Qatar-OSCAR 100 (QO-100)
02.02.2019 On 15 November 2018 Es’hail-2/P4A was launched with a SpaceX Falcon 9 launcher from Cape Canaveral Air Force Station Space Launch Complex 40 in Florida. Es’hail-2/P4A was jointly developed by QARS (Qatar Amateur Radio Society) and Es’hailSat (The Qatar Satellite Company), under the technical leadership of AMSAT-DL, and is the first geostationary amateur radio payload. The satellite reached its final position at 25.9°E and the narrowband and broadband transponders were successfully tested on 23 December 2018 and 16-17 January 2019. The transponders are expected to open for general use in February 2019.
At the request of AMSAT Deutschland e.V., QARS and Es’hailSat, AMSAT hereby designates Es’hail-2/P4A as Qatar-OSCAR 100 (QO-100). May the 100th OSCAR satellite be the lead star for future amateur radio satellites and payloads in geostationary orbit and beyond.
P4-A NB Transponder Band Plan and Operating Guidelines
This guide is being issued as an initial document in advance of the launch and commissioning of the Es’hail-2 spacecraft. This will enable potential users to be informed about the plans and operating procedures that should be adopted. It is expected that the document will be updated regularly to take into account the operational experience.
This chart shows the two transponders, their passbands and uplink and downlink polarisations. Note that, unlike the linear transponders on most other amateur satellites, these transponders are not inverting.
The two amateur band transponders on Es’hail-2 are a hosted payload being provided by the Qatar Satellite Company – Es’hailSat and the Qatar Amateur Radio Society (QARS) in co-operation with AMSAT-DL. It is vital that operators respect this facility and refrain from any activity that might cause offense, or which is outside the terms of their amateur radio licence.
Es’hail-2/P4-A Narrowband Transponder Operating Guidelines and Band Plan
The narrowband transponder is intended for conventional analogue and narrowband digital signals.
No transmissions should be made beyond the nominal edges of the transponder passbands. In particular, no operation should take place below the lower beacon nor above the upper beacon.
No uplinks should result in downlink signals that are stronger than these beacons. In the event that such signals are detected, they will be marked by a „LEILA“ siren. When they have been marked by „LEILA“, operators should immediately reduce their uplink power (ERP).
No FM transmissions should be made to Es’hail-2 as these would use excessive power and bandwidth.
Although there is no formal bandplan, the following details are provided for initial guidance.

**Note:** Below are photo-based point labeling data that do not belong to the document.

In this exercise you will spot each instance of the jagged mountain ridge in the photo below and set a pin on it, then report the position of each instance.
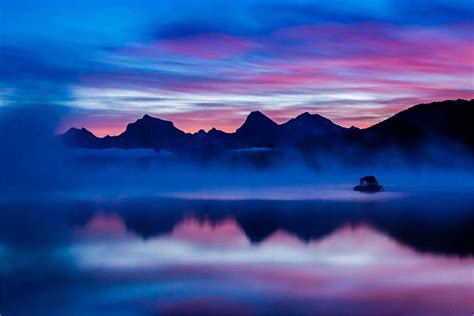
(446, 120)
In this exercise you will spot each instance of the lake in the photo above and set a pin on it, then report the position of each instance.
(232, 253)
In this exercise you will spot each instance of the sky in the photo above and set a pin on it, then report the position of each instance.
(205, 64)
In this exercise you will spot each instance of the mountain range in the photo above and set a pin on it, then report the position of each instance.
(447, 121)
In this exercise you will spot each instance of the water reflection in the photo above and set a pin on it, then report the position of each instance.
(172, 256)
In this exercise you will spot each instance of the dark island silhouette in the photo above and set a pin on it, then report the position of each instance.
(421, 125)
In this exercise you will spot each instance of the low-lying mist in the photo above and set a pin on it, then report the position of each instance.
(33, 161)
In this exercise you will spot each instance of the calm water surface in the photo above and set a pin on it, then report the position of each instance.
(392, 254)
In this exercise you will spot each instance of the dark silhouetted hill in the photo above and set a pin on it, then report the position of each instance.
(422, 125)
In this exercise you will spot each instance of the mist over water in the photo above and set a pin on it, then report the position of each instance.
(136, 232)
(32, 161)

|Uplink [MHz]||Downlink [MHz]||available Bandwidth [kHz]||notes|
|10489,550 – 10489,555||do not transmit||Lower beacon, 400 bit/s BPSK or CW|
|2400,055 – 2400,100||10489,555 – 10489,600||45||CW Only|
|2400,100 – 2400,120||10489,600 – 10489,620||20||narrowband digimodes (500 Hz max. BW)|
|2400,120 – 2400,140||10489,620 – 10489,640||20||digimodes (2700 Hz max. BW)|
|2400,140 – 2400,190||10489,640 – 10489,690||50||mixed modes (2700 Hz max. BW)|
|2400,190 – 2400,295||10489,690 – 10489,795||105||SSB only|
|10489,795 – 10489,800||do not transmit||Upper Beacon, 400 bit/s BPSK or CW|
- above Frequencies are preliminary and will be confirmed/updated after launch.

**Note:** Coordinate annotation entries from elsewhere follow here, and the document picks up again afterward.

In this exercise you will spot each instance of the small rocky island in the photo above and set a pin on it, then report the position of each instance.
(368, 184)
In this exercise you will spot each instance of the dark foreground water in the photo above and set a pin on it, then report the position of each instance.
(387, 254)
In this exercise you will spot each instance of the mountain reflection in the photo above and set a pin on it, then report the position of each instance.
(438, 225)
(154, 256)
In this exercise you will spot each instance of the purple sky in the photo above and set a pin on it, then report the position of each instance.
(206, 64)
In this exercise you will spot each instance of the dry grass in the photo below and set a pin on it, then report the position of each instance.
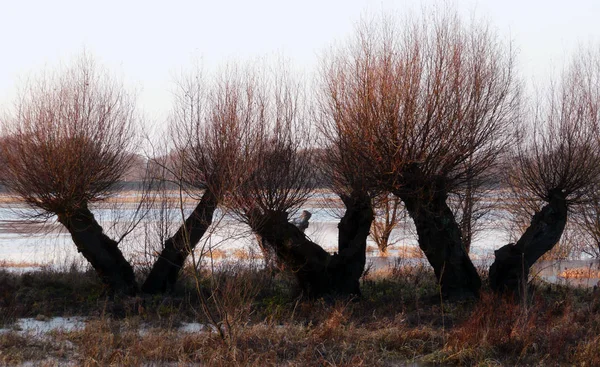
(580, 273)
(19, 264)
(399, 318)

- NO FM mode is allowed on the transponder.
- No transmission below the lower beacon and no transmission above the upper beacon.
- The NB transponder is a bent-pipe transponder and non-inverting.
- Uplink polarization is RHCP (right-hand circular polarization).
- Downlink polarisation for the NB transponder is V (vertical linear polarisation).
- Monitor the beacons and keep your own signal level below, otherwise you might trigger LEILA warnings.
- Please use minimum uplink power (ERP) .
- Full-Duplex operation is mandatory (you must be able to monitor your own downlink while transmitting!)
- The beacons are modulated in 400 bit/s BPSK (similar to the P3-satellites) or in CW.
- The beacons are generated by the groundstation and will provide selected telemetry from the main satellite related to our amateur radio transponders. Details are still to be defined and will be published later.
This map shows the coverage expected using the global beams on the spacecraft. For broadcast satellites it is usual to show the coverage down to 5 degrees elevation, but it is expected that well sited locations may provide access beyond that shown. The actual limits and power/dish sizes required will not be known until after commissioning.